The fact that Marlon Brando's troll- like, good-natured son Miko carried the fragile old film star up the steps of the mausoleum to see off Jackson's coffin, was bizarre and sweet. Here was a former Cleopatra, hunched in a wheelchair, with her bearskin hairdo, lifted by the son of one of the most beautiful and later the most grotesque men in Hollywood.

We have read much about the fates of Jackson's children now he is dead, but more to the point, who will look after Elizabeth Taylor? She attributed her bond with Jackson to the fact that they both had lousy working childhoods. Cruel critics have alighted on a closer physical similarity. Who was playing whom by the end?

When Miko Brando was asked if he noticed anything strange about Jackson in private, such as his entourage of doctors, he shrugged: "Well, we all have doctors."

The rich and famous are different from us: they all have doctors in waiting. They become like Chairman Mao's wife, Jiang Qing, who would wail: "I have been feeling as if I am going to die any minute. I feel full of terror all the time."

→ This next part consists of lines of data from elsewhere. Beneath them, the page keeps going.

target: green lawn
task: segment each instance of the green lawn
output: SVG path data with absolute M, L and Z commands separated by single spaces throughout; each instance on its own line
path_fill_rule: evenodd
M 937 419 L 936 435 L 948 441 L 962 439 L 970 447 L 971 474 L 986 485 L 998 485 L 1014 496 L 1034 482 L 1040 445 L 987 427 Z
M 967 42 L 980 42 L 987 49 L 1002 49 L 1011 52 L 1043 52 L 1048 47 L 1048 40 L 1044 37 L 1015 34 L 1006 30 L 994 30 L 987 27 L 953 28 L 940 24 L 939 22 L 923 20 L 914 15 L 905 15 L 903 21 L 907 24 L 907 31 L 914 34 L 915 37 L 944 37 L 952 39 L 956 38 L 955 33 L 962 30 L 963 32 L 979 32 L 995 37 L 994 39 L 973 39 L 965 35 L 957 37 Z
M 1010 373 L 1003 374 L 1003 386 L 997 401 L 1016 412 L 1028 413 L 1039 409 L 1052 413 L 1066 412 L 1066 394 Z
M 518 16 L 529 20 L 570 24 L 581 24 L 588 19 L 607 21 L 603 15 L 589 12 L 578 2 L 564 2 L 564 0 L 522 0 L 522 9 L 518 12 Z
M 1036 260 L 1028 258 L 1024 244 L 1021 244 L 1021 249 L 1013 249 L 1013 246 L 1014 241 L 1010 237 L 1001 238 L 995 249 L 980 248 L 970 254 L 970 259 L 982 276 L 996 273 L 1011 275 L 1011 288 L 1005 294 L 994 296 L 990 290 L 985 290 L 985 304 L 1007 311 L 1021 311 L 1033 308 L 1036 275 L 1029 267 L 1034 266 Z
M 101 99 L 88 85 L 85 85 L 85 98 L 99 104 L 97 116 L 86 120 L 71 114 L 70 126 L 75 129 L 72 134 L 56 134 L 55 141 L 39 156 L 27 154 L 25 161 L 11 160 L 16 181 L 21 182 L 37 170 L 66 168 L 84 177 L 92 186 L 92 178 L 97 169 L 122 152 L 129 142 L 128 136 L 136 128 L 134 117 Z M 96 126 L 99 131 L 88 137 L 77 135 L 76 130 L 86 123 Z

The full horror of Jackson has lain in the posthumous tours of his bedrooms and the inventories of wigs, nappies, syringes and piles of pills. These were the rooms in which Dame Elizabeth would spoon-feed him. Fellow stars, invalids and playmates in Neverland.

One has to admire Dame Elizabeth Taylor for refusing to be dead, for dolling herself up as if she were still Cleopatra, still longingly embraced by Richard Burton.

But the pathos is overwhelming. The present is a mockery of the past. We all get old and ill, but the last place on earth you would want to be is Hollywood.